The NHS is under pressure.  I witnessed an incredible amount of dedication from everyone working in the hospital. No nursing ratios mean that beds don’t close. This took some adjusting. There were times on the acute geriatric ward, admitting patients straight from ED, where we had three nurses for 36 patients. Palliative care and early mobilisation are both equally hard in that setting.

From a medical perspective, I do think the clinical load I managed in Edinburgh is higher than back home, but the requirement for departments to create structured job plans mean that the workload is spread evenly, which I felt improved efficiency and made things clear and achievable. Doctors get paid significantly less in Scotland than in Australia but the professional standards they work to are the same.  Wage differences between different medical specialties don’t exist.  The financial motivation for a career in medicine is somewhat less powerful over there. The doctors I worked with were passionate about excellent patient care.  

Working in a different setting makes you think about how you practice and why. Different prescribing practices demand an open and inquisitive mind.  Gentamicin is king in Edinburgh, a fact that coming from the northside of Brisbane I found hard to digest. Conversely, the hand that prescribes augmentin or (gasp!) ceftriaxone in Scotland is much maligned. (I think this is partly due to an earlier mandate by the Scottish government to reduce rates of clostridium difficile infection). Other similar, and relatively small, local differences required some adjustments during the year.

Home care packages in Scotland appear more generous and available than in Australia. Maxing out at two carers visiting four times during the day plus once overnight, living at home in the later stages of frailty seemed more achievable there than it does at home.  Despite concerns about the ‘long waits’ for home care packages in Scotland, these seem to pale against what we have come to accept in Australia.
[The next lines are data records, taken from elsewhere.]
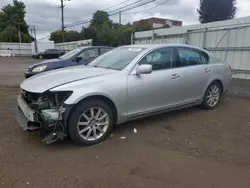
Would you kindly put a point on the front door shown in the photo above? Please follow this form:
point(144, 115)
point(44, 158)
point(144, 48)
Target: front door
point(155, 91)
point(192, 68)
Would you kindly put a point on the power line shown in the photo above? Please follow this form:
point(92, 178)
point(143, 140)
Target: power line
point(117, 11)
point(149, 8)
point(117, 5)
point(126, 6)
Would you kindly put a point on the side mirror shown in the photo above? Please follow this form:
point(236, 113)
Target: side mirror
point(144, 69)
point(77, 59)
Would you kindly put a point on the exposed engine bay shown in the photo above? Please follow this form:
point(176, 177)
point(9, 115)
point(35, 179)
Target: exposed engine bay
point(49, 110)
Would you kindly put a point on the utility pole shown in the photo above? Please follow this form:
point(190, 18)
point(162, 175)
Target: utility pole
point(19, 33)
point(62, 12)
point(33, 30)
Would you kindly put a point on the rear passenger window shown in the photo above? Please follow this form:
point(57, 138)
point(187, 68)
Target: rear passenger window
point(204, 58)
point(189, 57)
point(104, 50)
point(159, 59)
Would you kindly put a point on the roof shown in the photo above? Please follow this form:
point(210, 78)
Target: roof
point(154, 46)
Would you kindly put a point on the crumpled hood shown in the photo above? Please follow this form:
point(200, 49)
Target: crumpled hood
point(48, 80)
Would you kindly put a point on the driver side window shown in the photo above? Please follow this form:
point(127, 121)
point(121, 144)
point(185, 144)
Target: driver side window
point(159, 59)
point(88, 54)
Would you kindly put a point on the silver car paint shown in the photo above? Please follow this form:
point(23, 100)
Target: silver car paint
point(132, 94)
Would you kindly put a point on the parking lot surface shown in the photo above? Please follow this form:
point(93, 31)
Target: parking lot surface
point(191, 148)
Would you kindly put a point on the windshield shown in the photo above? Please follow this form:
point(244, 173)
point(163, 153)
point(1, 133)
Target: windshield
point(71, 53)
point(116, 59)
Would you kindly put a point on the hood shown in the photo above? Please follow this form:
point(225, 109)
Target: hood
point(45, 63)
point(48, 80)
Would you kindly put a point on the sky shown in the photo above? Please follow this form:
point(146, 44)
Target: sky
point(46, 15)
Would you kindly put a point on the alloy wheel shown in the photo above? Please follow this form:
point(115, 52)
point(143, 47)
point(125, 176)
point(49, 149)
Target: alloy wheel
point(93, 124)
point(213, 95)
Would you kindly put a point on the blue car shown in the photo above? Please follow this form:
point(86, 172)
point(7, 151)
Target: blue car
point(78, 56)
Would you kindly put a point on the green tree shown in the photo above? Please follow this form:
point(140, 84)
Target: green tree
point(12, 16)
point(69, 36)
point(216, 10)
point(100, 17)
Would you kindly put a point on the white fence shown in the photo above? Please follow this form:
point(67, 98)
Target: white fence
point(25, 49)
point(229, 40)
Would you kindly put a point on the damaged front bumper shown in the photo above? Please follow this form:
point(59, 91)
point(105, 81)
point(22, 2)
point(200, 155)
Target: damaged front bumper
point(56, 120)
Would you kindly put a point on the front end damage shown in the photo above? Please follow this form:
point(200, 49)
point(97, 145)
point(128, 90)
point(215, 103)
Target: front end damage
point(45, 111)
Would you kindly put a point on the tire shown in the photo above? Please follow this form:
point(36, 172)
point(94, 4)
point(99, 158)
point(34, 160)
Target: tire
point(212, 96)
point(77, 118)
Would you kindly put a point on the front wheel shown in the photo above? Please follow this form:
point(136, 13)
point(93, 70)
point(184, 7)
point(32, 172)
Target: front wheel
point(212, 96)
point(91, 122)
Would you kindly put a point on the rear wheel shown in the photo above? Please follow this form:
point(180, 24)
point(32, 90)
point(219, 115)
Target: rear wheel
point(212, 96)
point(91, 122)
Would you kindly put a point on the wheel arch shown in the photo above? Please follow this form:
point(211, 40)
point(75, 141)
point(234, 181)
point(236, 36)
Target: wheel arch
point(218, 81)
point(102, 98)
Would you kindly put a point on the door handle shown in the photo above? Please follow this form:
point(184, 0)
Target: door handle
point(206, 70)
point(175, 76)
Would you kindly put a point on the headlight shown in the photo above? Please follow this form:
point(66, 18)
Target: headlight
point(39, 69)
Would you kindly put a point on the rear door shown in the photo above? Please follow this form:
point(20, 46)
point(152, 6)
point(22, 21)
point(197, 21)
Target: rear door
point(192, 69)
point(152, 92)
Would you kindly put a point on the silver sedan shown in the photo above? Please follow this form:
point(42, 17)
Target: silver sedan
point(127, 83)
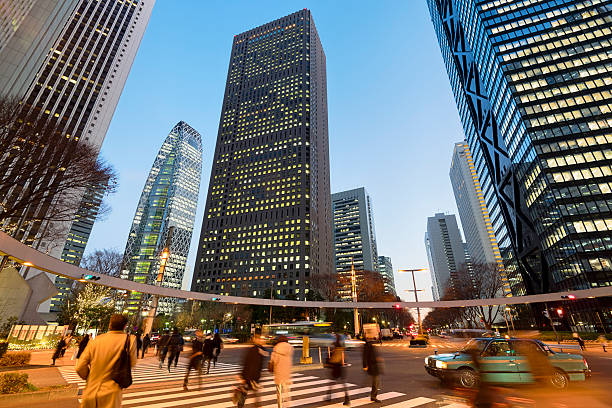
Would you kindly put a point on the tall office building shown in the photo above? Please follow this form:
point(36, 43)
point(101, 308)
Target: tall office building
point(445, 253)
point(165, 216)
point(354, 236)
point(385, 268)
point(532, 83)
point(67, 61)
point(268, 214)
point(480, 240)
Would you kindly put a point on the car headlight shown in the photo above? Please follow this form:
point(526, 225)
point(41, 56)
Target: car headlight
point(440, 364)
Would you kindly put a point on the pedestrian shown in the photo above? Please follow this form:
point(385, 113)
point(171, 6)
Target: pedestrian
point(138, 344)
point(83, 344)
point(280, 364)
point(207, 351)
point(97, 362)
point(336, 365)
point(252, 364)
point(175, 343)
point(195, 360)
point(162, 347)
point(146, 342)
point(371, 364)
point(217, 346)
point(61, 345)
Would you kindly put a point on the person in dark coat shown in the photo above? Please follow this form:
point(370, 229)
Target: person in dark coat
point(336, 364)
point(146, 342)
point(207, 352)
point(138, 344)
point(195, 360)
point(371, 364)
point(61, 345)
point(252, 364)
point(83, 344)
point(162, 347)
point(217, 346)
point(175, 345)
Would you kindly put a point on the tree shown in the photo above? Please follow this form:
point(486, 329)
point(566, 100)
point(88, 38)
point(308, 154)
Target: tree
point(43, 171)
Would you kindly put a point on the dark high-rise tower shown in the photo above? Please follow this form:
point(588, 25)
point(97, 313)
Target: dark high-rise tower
point(268, 213)
point(532, 84)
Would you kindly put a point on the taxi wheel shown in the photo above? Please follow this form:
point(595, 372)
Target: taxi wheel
point(467, 378)
point(559, 380)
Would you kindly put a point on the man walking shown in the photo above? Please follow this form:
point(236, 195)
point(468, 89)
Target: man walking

As such, people will wait in hospital for the POC (that’s a package of care) to become available, in a way that we would never be able to entertain in the Australian system.

I had the impression of more geriatricians having higher research degrees in Edinburgh. Junior doctors have the opportunity, as residents or registrars, to do dedicated research (PhD) time, whilst being paid a wage equivalent to a doctor working clinically, and without losing a spot on the training pathway. This means that two of the big barriers to pursuing a higher research degrees – money and loss of clinical opportunities, are removed.  This translates down the line to more consultants who are also researchers.

Another positive observation in Edinburgh was the established position of nurse practitioners within the department. This highly professional group provided a constant, stable workforce that did not come and go in the way that junior doctors must. They could keep the unit cohesive, keep things ticking over, provide consistency at points of medical workforce transition, and provide oversight and insight during quality improvement initiatives.

The practicalities of moving our family to Scotland seemed large but achievable. Some things helped, like finding a lovely flat while still in Australia and having our children welcomed  wholeheartedly into the local school. The challenge of moving back was more unexpected, as we hadn’t reckoned with leaving a piece of our hearts in Edinburgh.

Why don’t more doctors go now? I am not sure. Maybe the quality of our training in Australia feels more than adequate (I think it is), maybe it’s the scare of the news reports about the state of the NHS (in Edinburgh it was busy but not in a harrowing way). I think few experiences can make you reflect on your practice as clearly as a year abroad.  As a new consultant, I’m so grateful I was able to do it, and what better place than Edinburgh.